792710108116630929Broadacre City envisioned in the 1950s, scanned by Paleofuture from the 1958 book The Living City by Frank Lloyd Wright

 

 

The gas station was part of the plan for Broadacre City, Wright’s vision for a utopian community that was shopped around the country as a giant model and a road show. In fact, the gas station was the centerpiece for this development at the dawn of the automobile age, as explained in this excellent post over at Paleofuture. Here’s Wright in his 1932 book The Disappearing City:

 

“In the gasoline service station may be seen the beginning of an important advance agent of decentralization by way of distribution and also the beginning of the establishment of the Broadacre City.

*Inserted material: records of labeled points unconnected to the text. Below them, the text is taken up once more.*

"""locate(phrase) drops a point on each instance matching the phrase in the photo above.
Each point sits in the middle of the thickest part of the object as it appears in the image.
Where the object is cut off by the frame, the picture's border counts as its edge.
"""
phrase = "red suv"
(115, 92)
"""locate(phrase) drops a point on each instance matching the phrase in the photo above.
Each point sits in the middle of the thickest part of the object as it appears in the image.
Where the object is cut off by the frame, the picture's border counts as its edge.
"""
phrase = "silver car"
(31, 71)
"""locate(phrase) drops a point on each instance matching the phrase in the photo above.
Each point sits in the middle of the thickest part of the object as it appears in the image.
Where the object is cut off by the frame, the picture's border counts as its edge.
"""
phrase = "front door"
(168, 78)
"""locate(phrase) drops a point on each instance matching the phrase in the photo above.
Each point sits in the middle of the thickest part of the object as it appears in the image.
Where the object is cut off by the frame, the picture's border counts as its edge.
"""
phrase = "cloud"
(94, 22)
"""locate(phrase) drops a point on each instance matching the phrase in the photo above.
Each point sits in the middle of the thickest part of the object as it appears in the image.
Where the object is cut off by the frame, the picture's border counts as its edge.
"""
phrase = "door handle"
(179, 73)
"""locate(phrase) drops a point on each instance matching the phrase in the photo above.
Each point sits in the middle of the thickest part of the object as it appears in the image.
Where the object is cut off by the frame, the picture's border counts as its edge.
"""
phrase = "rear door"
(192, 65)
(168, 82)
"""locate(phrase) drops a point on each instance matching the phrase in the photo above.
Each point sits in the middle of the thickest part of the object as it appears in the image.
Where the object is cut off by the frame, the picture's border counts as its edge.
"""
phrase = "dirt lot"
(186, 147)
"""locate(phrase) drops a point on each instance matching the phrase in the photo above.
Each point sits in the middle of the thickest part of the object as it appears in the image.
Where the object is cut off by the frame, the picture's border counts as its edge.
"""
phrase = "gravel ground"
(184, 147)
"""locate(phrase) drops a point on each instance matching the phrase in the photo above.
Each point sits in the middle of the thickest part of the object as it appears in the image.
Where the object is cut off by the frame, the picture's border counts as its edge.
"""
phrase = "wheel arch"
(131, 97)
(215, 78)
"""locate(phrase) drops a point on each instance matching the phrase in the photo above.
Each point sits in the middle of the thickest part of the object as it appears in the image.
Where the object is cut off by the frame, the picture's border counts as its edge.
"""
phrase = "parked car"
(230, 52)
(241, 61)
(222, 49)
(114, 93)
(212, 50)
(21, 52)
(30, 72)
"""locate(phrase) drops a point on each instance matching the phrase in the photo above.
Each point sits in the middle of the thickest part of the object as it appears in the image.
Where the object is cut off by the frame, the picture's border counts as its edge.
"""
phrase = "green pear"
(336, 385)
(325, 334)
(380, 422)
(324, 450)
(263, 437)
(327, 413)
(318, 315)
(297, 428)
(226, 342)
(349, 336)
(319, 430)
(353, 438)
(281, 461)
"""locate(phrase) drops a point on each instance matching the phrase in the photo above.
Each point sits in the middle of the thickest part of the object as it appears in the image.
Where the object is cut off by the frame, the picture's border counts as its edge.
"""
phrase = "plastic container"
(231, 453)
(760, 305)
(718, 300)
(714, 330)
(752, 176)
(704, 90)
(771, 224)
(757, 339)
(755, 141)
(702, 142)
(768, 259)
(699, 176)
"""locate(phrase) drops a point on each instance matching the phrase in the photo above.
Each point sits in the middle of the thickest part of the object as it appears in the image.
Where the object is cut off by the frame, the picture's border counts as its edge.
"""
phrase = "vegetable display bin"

Wherever the service station happens to be naturally located, these now crude and seemingly insignificant units will grow and expand into various distributing centers for merchandise of all sorts. They are already doing so in the Southwest to a great extent.”

 

 

What’s especially fascinating is that Wright was kinda right, in a way. He saw the gas station as the center of the community, where people would linger while picking up merchandise trucked in from the far ends of the country, kind of a present-day trading post. Although he wasn’t exactly on the money as far as people chilling at the local Texaco, he was close about a new kind of social center. As our friends over at Jalopnik propose: He was envisioning the role of the Autogrill in today’s society.